There are many around the world who want the criminals involved brought before the International Court of Justice to answer for the million dead. Nor is it the worst such crime since Suez. It is immeasurably worse than Suez by virtue of the numbers dead, the ruination of a great and historic land, the alienation of a vast region and proud peoples.
Menzies Campbell makes a fair point about those who marched to stop the Iraq war in February 2003. The war was not stopped, but politicians' assumptions of automatic public support for wars were challenged and remain so.

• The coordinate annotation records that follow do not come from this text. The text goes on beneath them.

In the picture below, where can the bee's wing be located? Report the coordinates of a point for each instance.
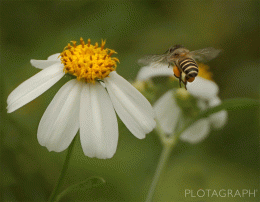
(153, 59)
(205, 54)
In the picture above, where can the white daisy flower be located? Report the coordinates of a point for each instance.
(168, 113)
(87, 103)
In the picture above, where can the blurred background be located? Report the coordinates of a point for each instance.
(227, 159)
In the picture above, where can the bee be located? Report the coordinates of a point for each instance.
(184, 61)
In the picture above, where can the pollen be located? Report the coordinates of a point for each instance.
(204, 72)
(88, 62)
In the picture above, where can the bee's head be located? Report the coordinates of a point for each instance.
(178, 51)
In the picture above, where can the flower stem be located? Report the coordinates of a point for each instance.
(63, 172)
(162, 161)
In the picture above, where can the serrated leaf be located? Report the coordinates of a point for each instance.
(82, 186)
(228, 104)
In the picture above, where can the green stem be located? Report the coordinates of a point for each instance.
(63, 172)
(162, 161)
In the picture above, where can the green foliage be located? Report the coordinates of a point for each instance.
(228, 158)
(82, 186)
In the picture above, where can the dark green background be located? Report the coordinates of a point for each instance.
(227, 159)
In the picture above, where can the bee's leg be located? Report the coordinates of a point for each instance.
(180, 79)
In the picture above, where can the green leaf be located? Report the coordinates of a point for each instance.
(230, 105)
(82, 186)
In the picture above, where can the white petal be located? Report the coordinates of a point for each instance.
(42, 64)
(203, 88)
(60, 122)
(196, 132)
(54, 57)
(167, 112)
(33, 87)
(219, 119)
(131, 106)
(98, 122)
(148, 72)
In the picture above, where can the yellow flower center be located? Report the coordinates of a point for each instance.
(88, 62)
(204, 71)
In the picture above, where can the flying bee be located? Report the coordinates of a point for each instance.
(184, 61)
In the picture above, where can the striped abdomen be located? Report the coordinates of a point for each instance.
(189, 67)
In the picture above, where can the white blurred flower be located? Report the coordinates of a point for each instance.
(87, 103)
(169, 114)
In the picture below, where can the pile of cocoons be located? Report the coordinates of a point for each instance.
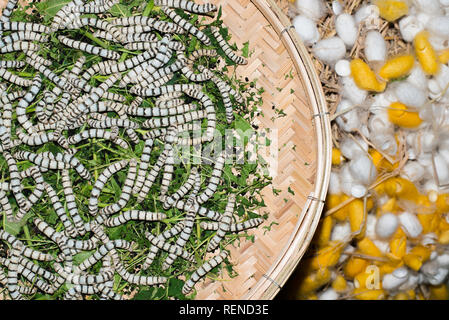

Even so, as Campbell must know, the politician's trade involves finding ways to do things that may appear to be unpopular. So while he says no government could go to war without securing a parliamentary vote in favour, in fact this is exactly what David Cameron has done in Mali by the simple device of not calling it a war.
The Queen's Government is to introduce a "bedroom tax" on unoccupied bedrooms of those people supported by public money. The Queen and the Duke of Edinburgh receive some £12m of public money in property grants. It would be an interesting fact to know how many spare bedrooms the Queen and the Duke have in their five palaces, and how this Government will recover the amount due on these unoccupied bedrooms.
Gilfach Goch, Porth, Glamorgan
You report that Lady Judge has been drafted in to help "assure the residents of Fukushima that its reactors are safe" by Tepco, owner of the nuclear plant that exploded on 11 March 2011 after the earthquake and tsunami hit the nation's north-eastern coastline ("Japan's smart nuclear weapon", Business, 17 February). Despite being a former chairwoman of the UK Atomic Energy Authority, Lady Judge is a business lawyer, not a nuclear expert. She is an unreconstructed atomic advocate, not an analyst, and as such cannot provide any credible reassurance. If I were a Japanese citizen I would not be very sanguine about Lady Judge giving advice on nuclear safety in my country.
Dr David Lowry
It is good that the BBC is planning a programme about the late Delia Derbyshire ("BBC celebrates Doctor Who's musical genius", 17 February), who arranged the show's theme tune with such good effect. As the practice of cutting into this and other music, and credit lists, with someone rattling on about the next programme causes viewers and probably the composers and people on credit lists some annoyance, this should be one programme where the music is heard in full, or what is the point?
The Royal Borough of Kensington and Chelsea doesn't belong on your list of councils that failed to do any food sampling last year ("Public confidence drops as food goes untested", 17 February). In fact, 29 samples were taken for food standards, placing us in the top half of the London league table. The tests were in addition to 53 other food hygiene tests. The misunderstanding arose because we reported all tests as one total to the Food Standards Agency instead of in two categories.
Councillor Fiona Buxton
Cabinet member for Environmental Health
Royal Borough of Kensington and Chelsea
Why shouldn't people have to pay to get into the Tate galleries? ("Arts cuts so deep even the Tate is worried", 17 February). Many of us in the North object to subsidising so many London-based arts venues, especially when we don't have a single decent-sized art gallery or museum on our doorstep. What's more, many visitors to the Tate are foreign tourists, who at the very least should be made to pay admission charges.